By some accounts, in 1948 Harry Truman was in an unenviable position. He had lost both Houses to the Republicans in the 1946 midterm elections, and seemed unlikely to win reelection. However, legend says that Truman rallied by campaigning against the obstructionists in Congress and impressing the American voting public through sheer grit. He defeated his political opponents in a series of fiery speeches against the "do-nothing, good for nothing" Congress, delivered from the caboose of the a train carrying him throughout the country on his "Give 'Em Hell" whistlestop tour.

It's a romantic story, which appeals to an underdog narrative, except it's just that: a story. Truman most benefited from the strong performance of the US economy in late-1947 and early-1948. The correlation between the state of the economy and the re-election of an incumbent candidate is one of the strongest predictors in political science, so Truman really just reflects the usual pattern. Another major factor was Truman's response to the Berlin crisis, when he airlifted in troops to prevent the Soviets from swallowing the city whole. This proved to many voters that Truman was more than an accidental President, and he had the strength to stand up to the Soviet Union. The crisis also marginalized Progressive Party candidate Henry Wallace, who the Republicans hoped would pull votes away from Truman. After the Berlin crisis, Wallace came under heavy attack from the Democrats for his Communist ties, which pulled voters back into the Democratic ranks.

While the caboose tour happened, and while it was certainly magnificent theater, it was of secondary impact. If the economy had been weak and Truman not stood strong against Soviet aggression, it is very likely Dewey would have defeated Truman, and that one overzealous newspaper would never have wound up with egg on its ink-and-papered face.

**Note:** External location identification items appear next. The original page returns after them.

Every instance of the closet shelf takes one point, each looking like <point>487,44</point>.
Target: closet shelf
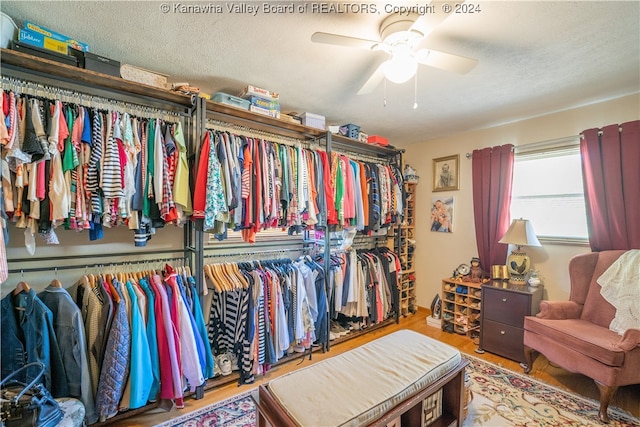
<point>12,60</point>
<point>241,117</point>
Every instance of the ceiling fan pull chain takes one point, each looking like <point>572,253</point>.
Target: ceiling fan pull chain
<point>384,101</point>
<point>415,92</point>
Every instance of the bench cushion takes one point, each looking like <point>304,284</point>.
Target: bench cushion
<point>359,386</point>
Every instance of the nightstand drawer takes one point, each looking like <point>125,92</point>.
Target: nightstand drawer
<point>504,306</point>
<point>503,339</point>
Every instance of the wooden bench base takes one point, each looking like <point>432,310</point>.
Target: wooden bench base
<point>410,411</point>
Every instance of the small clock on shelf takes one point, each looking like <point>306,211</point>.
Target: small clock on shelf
<point>461,271</point>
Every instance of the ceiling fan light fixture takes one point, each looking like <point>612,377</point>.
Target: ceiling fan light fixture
<point>400,68</point>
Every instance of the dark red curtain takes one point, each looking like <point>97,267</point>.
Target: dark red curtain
<point>611,175</point>
<point>492,183</point>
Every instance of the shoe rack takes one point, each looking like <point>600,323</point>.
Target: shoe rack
<point>407,252</point>
<point>461,307</point>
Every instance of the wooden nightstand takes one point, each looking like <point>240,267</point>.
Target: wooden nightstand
<point>504,307</point>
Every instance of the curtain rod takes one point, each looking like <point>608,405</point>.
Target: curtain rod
<point>89,101</point>
<point>532,146</point>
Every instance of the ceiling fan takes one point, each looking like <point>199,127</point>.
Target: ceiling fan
<point>400,35</point>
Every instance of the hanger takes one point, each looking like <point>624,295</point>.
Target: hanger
<point>214,280</point>
<point>20,287</point>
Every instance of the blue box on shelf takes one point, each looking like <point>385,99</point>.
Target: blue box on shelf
<point>350,131</point>
<point>234,101</point>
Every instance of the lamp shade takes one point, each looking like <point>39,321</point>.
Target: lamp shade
<point>520,233</point>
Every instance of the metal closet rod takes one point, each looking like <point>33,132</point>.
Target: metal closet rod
<point>66,257</point>
<point>254,253</point>
<point>253,133</point>
<point>40,90</point>
<point>96,265</point>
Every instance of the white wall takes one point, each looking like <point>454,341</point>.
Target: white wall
<point>439,253</point>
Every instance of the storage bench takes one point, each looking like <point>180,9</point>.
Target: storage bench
<point>376,384</point>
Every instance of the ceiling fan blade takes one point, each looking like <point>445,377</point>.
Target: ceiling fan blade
<point>336,39</point>
<point>445,61</point>
<point>427,22</point>
<point>373,81</point>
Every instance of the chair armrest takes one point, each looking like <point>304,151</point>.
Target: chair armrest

FDR's secret disability, 1932

In 1921, Franklin D. Roosevelt was paralysed due to polio. This didn't stop him from pursuing his political ambitions, first becoming governor of New York and, later, President of the United States. There has long been an impression that most Americans were unaware of the President's disability, which was kept secret throughout his political career.

FDR's disability wasn't a secret. Like, at all. In July 1931, Liberty Magazine devoted an entire thinkpiece to the question, "Is Franklin D. Roosevelt Physically Fit to Be President?" In the article, Republican-leaning journalist Earle Looker challenged Roosevelt to prove his physical fitness to three doctors, as well as to Looker himself. In February 1932, Time wrote a cover story on Roosevelt's illness and his patronage of the spa resort Warm Springs. The President's condition was well-known, but didn't hurt him at all in the election.

That being said, there is a bit of truth to this myth. While some explain the relatively few press photographs of the President in his wheelchair as the result of a gentleman's agreement between the White House and the press corps, this was actually due to the aggressive action of the Secret Service. Press photographers reported having their cameras emptied, film exposed to sunlight, or lenses smashed. Media outlets who flaunted White House rules on depictions of the President were simply attacked. So while the American public was well aware the President used a wheelchair, it seemed there were many near the President who wanted the media to quite reminding us of it.